By Jasmine Alleva
@jasminekalleva
First impressions are everything and there isn’t an industry where that statement is truer than in the modeling industry. From the second your high heel hits the floor of a casting; you are being judged on every, single move you make. Not just by the casting directors – but by other models, too. It can be an insanely, anxiety-inducing experience, especially when your next paycheck (and all it provides) are dependent on how well your are received.
My first few castings (aside from the Cosmo casting) were downright brutal. While my agency was gathering my images together for my portfolio, I had to rely on my comp cards and charm to get me through castings and it wasn’t going well.

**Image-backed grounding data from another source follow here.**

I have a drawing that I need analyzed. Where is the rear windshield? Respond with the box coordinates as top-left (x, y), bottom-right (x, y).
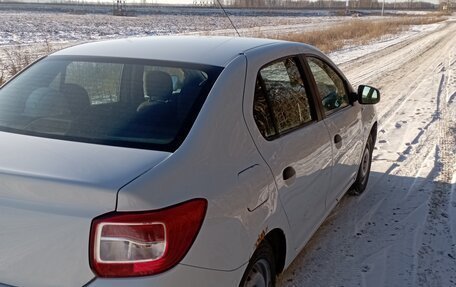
top-left (0, 56), bottom-right (222, 151)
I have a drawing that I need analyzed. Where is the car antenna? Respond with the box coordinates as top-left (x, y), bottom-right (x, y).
top-left (215, 0), bottom-right (241, 37)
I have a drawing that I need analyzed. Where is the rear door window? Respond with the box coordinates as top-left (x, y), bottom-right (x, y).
top-left (253, 57), bottom-right (314, 139)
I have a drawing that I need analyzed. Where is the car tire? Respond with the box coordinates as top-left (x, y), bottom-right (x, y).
top-left (239, 240), bottom-right (276, 287)
top-left (349, 135), bottom-right (374, 196)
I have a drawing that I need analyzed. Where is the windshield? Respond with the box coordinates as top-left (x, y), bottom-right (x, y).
top-left (0, 56), bottom-right (222, 151)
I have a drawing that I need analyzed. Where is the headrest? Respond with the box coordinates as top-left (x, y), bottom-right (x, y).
top-left (145, 71), bottom-right (173, 102)
top-left (24, 87), bottom-right (70, 117)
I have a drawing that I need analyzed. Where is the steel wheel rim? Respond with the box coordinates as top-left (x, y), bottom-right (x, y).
top-left (360, 146), bottom-right (370, 181)
top-left (244, 259), bottom-right (272, 287)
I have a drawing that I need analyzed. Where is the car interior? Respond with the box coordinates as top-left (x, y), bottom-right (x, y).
top-left (0, 58), bottom-right (218, 149)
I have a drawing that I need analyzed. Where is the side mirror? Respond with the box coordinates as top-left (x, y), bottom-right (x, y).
top-left (358, 85), bottom-right (380, 105)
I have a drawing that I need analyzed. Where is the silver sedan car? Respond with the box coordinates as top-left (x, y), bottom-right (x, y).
top-left (0, 36), bottom-right (379, 287)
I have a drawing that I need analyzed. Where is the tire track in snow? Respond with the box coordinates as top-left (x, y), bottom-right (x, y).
top-left (357, 45), bottom-right (447, 287)
top-left (340, 21), bottom-right (449, 86)
top-left (359, 27), bottom-right (456, 287)
top-left (415, 49), bottom-right (456, 287)
top-left (366, 28), bottom-right (451, 181)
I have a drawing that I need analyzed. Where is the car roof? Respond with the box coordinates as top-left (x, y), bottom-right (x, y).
top-left (51, 36), bottom-right (307, 67)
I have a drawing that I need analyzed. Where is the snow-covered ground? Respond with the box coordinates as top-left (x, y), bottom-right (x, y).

At my second casting, my American accent literally got me booted from the room.
I was in shock. I had taken three bus transfers (as I was still way too apprehensive to get on a train) and walked at least five kilometers in a downpour to get to this casting and as soon as the word “hello” left my the tip of my tongue, the casting director stopped me.
“Are you an international model?”
“Yes, I actually landed here on Tuesday. I’m from Alaska in the United States.”
“I said no f*cking international models.”
Was she joking? Did she really just curse at me? The other models looked at me with sympathy as I picked up my soaked bag full of wrinkled comp cards and showed myself to the door.
A week later, I was at, what I like to call, a “cattle call casting” otherwise known as the worst type of casting. Usually castings are small and intimate, maybe one or two girls at a time. But cattle calls are exactly what they sound like: dozens upon dozens of girls competing for the same job, lining up like cattle in their all black ensembles.
I don’t want to further propagate or confirm the stereotype that models are catty. That simply isn’t true. However, some people are catty and some of those catty people happen to be models and in the small world of modeling, you are bound to run into a few.
A cattle call casting is a breeding ground for cattiness and boy, is it unbearable. The constant stares and up-down glances made me want to shrivel up and crawl away. Then I found out the casting was for underwear, which made things worse because we had to strip down to our skivvies in front of all of the other girls, while hearing their snickers and negative comments audibly. I was nervous, intimidated, and felt extremely uncomfortable. This was exemplified to the casting directors and I did not get the job.
Within the same week, I had a casting for a hair runway show. The casting was inside of a dingy, old bar with red lights illuminating the staircase. I climbed three sets of stairs, careful to watch my step on the dimly lit wood. When I entered the room, about six other models shot their eyes into my direction. A stack of forms sat atop a small coffee table, with questions asking what type of hair we had and if we would be okay with coloring it.
My name was called and I handed the casting director my form. It read: “brunette, wavy, thick and depends on compensation.”
The casting director said, “Oh, a diva, are we?”
I laughed hesitantly, confused as to why not wanting to damage my hair was considered a diva worthy request. He then asked me to walk down a make shift runway. I obliged and stomped my boots up and down the floor, with perfectly measured speed and attitude.
He then said, “Strange to be a diva when you haven’t got a walk.”
Again, I was in shock. He didn’t even want my comp card and told me to keep it. Maybe he was upset I didn’t want to color my hair? Who knew? Needless to say, I also did not get that job.
No two castings are the same, so you never know what to expect. Maybe the casting director wants your hair down and its up. Maybe the casting director wants your face made up and its bare. The margin for error is so small and you may never know why you didn’t book a job.
The scary stories always stand out in our minds because of how they made us feel. I have plenty of positive casting stories. More often than not, casting directors are decent people just doing their jobs and at the end of the day, every model has to realize that.
However, models are still human beings and deserved to be treated with human respect. If any casting director has the unmitigated audacity to patronize me and turn me away, it was never worth my time or heart to work with them anyway. There will always be more jobs. Never compromise your self-esteem; it can take years to repair.